Fixing Proxmox cluster disconnects
I have a cluster of 3 hosts running Proxmox as a virtualization platform. They provide a total of 28 vCPUs, 72GB of memory, and ~10TB usable storage. I went with Proxmox because I have a mix of CPU types in these boxes (1x Intel C2750, 1x Xeon E5649, 1x FX-8350), and KVM supports migration between Intel and AMD procs. Pretty much ever since setting this cluster up, I noticed that the hosts would disconnect from each other according to the web interface, but the hosts and any VMs on them would remain accessible otherwise. It looked a little something like this:
This was unfortunate, to say the least. It meant HA was useless, since the cluster would lose quorum sometimes several times an hour, try to migrate all the VMs elsewhere, freak out, and reboot.
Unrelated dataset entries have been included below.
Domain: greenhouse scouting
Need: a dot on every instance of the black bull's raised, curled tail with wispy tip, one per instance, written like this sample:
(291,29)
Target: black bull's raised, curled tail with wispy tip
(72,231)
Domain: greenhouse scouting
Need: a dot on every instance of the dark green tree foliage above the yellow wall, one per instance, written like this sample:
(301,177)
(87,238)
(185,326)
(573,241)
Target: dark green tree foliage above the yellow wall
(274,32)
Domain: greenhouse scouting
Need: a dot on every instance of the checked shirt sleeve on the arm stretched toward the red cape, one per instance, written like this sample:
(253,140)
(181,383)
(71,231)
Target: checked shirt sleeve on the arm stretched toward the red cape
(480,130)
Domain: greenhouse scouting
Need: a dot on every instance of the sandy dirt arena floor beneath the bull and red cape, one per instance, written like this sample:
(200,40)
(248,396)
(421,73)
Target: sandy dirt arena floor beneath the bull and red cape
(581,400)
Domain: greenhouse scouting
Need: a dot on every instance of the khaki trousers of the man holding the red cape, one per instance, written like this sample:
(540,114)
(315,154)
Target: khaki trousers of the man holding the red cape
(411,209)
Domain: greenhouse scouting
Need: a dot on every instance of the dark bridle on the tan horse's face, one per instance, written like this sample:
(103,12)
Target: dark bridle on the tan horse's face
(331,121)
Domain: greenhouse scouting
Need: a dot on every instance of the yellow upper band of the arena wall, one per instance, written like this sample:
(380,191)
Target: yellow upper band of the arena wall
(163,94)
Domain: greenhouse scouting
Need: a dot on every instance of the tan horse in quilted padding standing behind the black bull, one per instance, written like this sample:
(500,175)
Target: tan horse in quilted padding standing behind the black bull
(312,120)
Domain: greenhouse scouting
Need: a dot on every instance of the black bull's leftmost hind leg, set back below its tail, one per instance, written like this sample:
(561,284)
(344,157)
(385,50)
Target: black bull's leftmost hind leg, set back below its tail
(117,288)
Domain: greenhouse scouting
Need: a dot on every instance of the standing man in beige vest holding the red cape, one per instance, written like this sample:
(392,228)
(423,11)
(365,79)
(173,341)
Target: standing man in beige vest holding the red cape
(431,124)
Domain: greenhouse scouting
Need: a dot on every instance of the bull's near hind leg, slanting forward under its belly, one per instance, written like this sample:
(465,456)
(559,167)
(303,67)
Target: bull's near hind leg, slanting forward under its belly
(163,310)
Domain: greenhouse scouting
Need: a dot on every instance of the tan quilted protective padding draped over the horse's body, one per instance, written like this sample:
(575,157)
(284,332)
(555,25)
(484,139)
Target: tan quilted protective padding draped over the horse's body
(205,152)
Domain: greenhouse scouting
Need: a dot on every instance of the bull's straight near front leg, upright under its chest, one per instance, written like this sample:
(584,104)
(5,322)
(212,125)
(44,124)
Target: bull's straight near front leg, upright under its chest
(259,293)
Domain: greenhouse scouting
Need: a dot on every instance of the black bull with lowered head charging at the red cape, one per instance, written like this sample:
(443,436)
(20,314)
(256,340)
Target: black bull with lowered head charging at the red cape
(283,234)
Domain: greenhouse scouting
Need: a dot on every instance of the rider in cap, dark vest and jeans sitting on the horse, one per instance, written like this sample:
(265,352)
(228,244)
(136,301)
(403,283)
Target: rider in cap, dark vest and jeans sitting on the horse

It was fine for manual migrations still, but it was just driving me up the wall.
After doing some research, I found out that Proxmox’s Corosync daemon relies heavily on multicast. So, I set up an isolated VLAN on my networking gear and added an OVS IntPort using the Proxmox management GUI on that VLAN. For some reason, it took 2 reboots to activate the new interface, but soon - there it was.
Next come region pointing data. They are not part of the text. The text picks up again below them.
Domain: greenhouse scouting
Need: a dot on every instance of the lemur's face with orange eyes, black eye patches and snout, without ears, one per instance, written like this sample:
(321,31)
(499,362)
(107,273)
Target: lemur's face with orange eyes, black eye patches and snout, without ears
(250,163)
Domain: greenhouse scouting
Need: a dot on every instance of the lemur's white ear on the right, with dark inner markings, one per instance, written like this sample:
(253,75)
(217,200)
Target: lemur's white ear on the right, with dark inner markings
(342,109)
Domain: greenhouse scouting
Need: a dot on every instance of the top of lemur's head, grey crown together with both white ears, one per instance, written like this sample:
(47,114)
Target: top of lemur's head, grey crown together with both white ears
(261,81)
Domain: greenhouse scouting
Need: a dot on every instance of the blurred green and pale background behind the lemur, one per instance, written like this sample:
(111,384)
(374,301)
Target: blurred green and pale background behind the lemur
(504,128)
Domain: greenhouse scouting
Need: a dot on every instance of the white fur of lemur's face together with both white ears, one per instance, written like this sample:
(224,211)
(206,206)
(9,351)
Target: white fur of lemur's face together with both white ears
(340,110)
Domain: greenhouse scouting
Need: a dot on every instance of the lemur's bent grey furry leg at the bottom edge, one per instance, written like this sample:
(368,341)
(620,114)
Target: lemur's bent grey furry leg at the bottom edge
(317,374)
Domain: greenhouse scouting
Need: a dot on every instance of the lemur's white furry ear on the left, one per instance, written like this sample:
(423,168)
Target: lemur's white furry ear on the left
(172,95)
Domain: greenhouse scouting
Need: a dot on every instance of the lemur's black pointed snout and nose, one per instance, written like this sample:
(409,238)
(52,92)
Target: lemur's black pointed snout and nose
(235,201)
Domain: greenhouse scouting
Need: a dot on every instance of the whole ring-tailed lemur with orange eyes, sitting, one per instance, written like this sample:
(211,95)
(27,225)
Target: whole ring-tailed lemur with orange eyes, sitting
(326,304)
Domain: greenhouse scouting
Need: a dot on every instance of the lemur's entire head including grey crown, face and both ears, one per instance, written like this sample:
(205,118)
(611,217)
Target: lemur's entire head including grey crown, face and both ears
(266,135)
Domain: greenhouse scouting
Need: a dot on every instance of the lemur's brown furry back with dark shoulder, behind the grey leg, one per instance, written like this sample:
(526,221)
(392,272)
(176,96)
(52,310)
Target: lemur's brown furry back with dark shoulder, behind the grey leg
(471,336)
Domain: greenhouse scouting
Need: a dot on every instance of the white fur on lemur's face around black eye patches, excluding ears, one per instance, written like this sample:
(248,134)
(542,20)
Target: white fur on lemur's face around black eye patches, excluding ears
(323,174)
Then, I followed this excellent guide on the Proxmox wiki to migrate the cluster management network over to my new VLAN.
The last step to get everything working properly was to (counter-intuitively) disable IGMP snooping on my Unifi Switch. Since these three nodes are in their own isolated VLAN, it should be fine.
With both of those things in place, I brought things up, enabled HA, and everything works swimmingly!